Environmental organizations often mistakenly frame nature as separate to people. This campaign avoids that mistake, but does it work?
The main mistake environmental organizations have made is talking about the environment as something separate to us — something that exists around us. It’s a mistake because we are a part of nature. We eat the food, breathe the air, and drink the water that nature provides us.
Framing nature and the environment
The “environment” frame is so entrenched that if you asked a hundred people on the street in most western cities, “How would do describe the environment?” you would be likely hear words like: the sea, trees, mountains, forests, and rivers. When organizations talk about “saving the environment” they are reinforcing the idea that the environment is separate to us. It’s the wrong frame.
A new campaign by Conservation International is trying to avoid this mistake. “Nature Is Speaking” is an attempt to show that nature and people are inseparable. We are reliant on nature and part of it. The campaign is voiced by Hollywood A-Listers all playing their own roles: Mother Nature, The Ocean, The Rainforest, The Soil, The Water, The Redwood, The Flower, The Coral Reef.
A step in the right direction
The campaign is a step in the right direction and something other organizations should take note of. The photography is stunning — it shows how magnificent the natural world is and whats at stake.
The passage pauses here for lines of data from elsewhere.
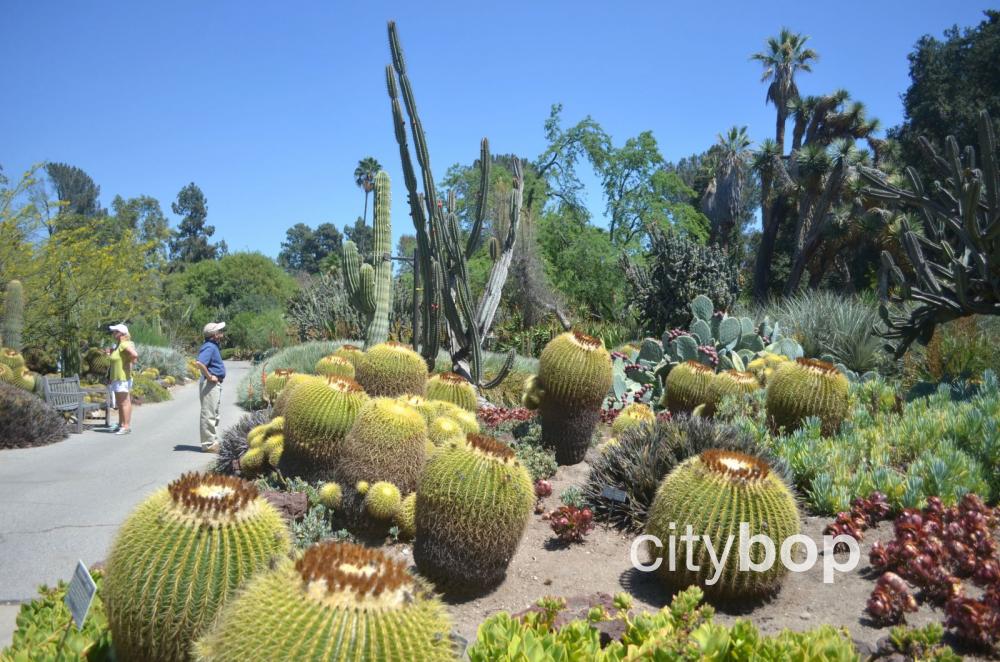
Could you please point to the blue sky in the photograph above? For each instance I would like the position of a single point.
(269, 106)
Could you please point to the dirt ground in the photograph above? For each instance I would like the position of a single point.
(601, 564)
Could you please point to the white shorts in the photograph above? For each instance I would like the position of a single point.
(120, 387)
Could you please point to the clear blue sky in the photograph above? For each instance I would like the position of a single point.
(269, 106)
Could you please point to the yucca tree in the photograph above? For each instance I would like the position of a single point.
(364, 178)
(723, 196)
(784, 56)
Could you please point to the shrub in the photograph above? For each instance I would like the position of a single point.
(26, 420)
(677, 271)
(168, 361)
(41, 624)
(644, 455)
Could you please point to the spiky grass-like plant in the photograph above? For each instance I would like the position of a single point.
(391, 369)
(180, 556)
(386, 443)
(574, 372)
(688, 386)
(715, 493)
(334, 365)
(318, 415)
(451, 387)
(643, 456)
(338, 602)
(473, 504)
(806, 388)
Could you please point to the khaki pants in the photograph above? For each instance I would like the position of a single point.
(211, 400)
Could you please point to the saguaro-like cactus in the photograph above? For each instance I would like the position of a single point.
(369, 285)
(955, 260)
(13, 315)
(440, 264)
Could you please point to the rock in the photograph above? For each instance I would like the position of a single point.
(291, 505)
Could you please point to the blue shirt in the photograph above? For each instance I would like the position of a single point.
(211, 357)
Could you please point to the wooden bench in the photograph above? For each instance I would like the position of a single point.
(66, 395)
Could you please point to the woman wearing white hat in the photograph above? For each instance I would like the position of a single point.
(122, 358)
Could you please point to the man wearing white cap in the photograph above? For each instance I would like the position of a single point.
(213, 373)
(122, 357)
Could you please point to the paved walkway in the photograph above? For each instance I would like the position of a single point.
(64, 502)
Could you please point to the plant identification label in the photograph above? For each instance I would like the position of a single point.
(80, 594)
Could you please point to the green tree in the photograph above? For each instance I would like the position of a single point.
(75, 189)
(310, 251)
(364, 178)
(951, 80)
(189, 243)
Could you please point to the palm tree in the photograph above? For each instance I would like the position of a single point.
(364, 177)
(724, 195)
(785, 55)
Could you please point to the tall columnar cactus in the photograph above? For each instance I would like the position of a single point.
(442, 251)
(180, 556)
(807, 387)
(715, 493)
(954, 258)
(13, 316)
(338, 602)
(574, 375)
(473, 504)
(369, 285)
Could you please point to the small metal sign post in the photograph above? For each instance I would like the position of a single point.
(79, 595)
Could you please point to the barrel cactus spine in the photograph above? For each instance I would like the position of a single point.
(807, 387)
(181, 555)
(369, 285)
(12, 325)
(295, 612)
(715, 493)
(386, 443)
(575, 373)
(392, 369)
(688, 386)
(452, 387)
(468, 529)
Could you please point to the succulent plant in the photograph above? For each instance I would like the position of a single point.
(688, 386)
(473, 504)
(392, 369)
(340, 601)
(715, 493)
(383, 500)
(574, 375)
(178, 559)
(726, 383)
(807, 387)
(334, 365)
(386, 443)
(453, 388)
(318, 416)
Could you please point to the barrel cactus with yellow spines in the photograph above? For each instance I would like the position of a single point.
(574, 372)
(390, 369)
(688, 385)
(334, 365)
(338, 602)
(180, 556)
(807, 387)
(729, 382)
(452, 387)
(386, 443)
(714, 493)
(472, 506)
(318, 416)
(632, 416)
The ads, in sum, do make the case that nature is critical to our survival.
I’m not sure that the campaign will meet the objective of, “turning the conversation around and making the movement relevant to entirely new audiences.” It’s a bold campaign that may rub some people up the wrong way. If by new audiences, Conservation International means conservatives, a message from an environmental organization delivered by “Hollywood liberals” may not hit home. The messenger may be a problem.
The ads are not empowering. They may leave the viewer feeling helpless —worse — annoyed. Consider the last line in each of the videos released so far:
- Mother Nature: “I am nature. I will go on. I am prepared to evolve. Are you?”
- The Ocean: “I covered this entire planet once and I can always cover it again. And that’s all I have to say”
- The Rainforest: “Humans making air, that’ll be fun to watch.”
- The Soil: “I suppose you still wanna eat, right?”
- The Water: “Will they wage wars over me, like they do everything else.That’s always an option. But it’s not the only option.”
- The Redwood: “If they don’t figure out that they are a part of nature rather than just using nature, they probably won’t be around to see you grow up.”
There are two videos still to be released and the narrative arc of the series seems to bend towards something more positive. “The Water” and “The Redwood” are more empowering messages than the others (they offer choices). But how many people are going to see every ad?
My final criticism is more fundamental. There are no people in the ads. If the purpose of the campaign is to show the connection between people and nature, I’d argue that it’s necessary to show people and nature together.
The campaign may not work, but at least it’s the right frame.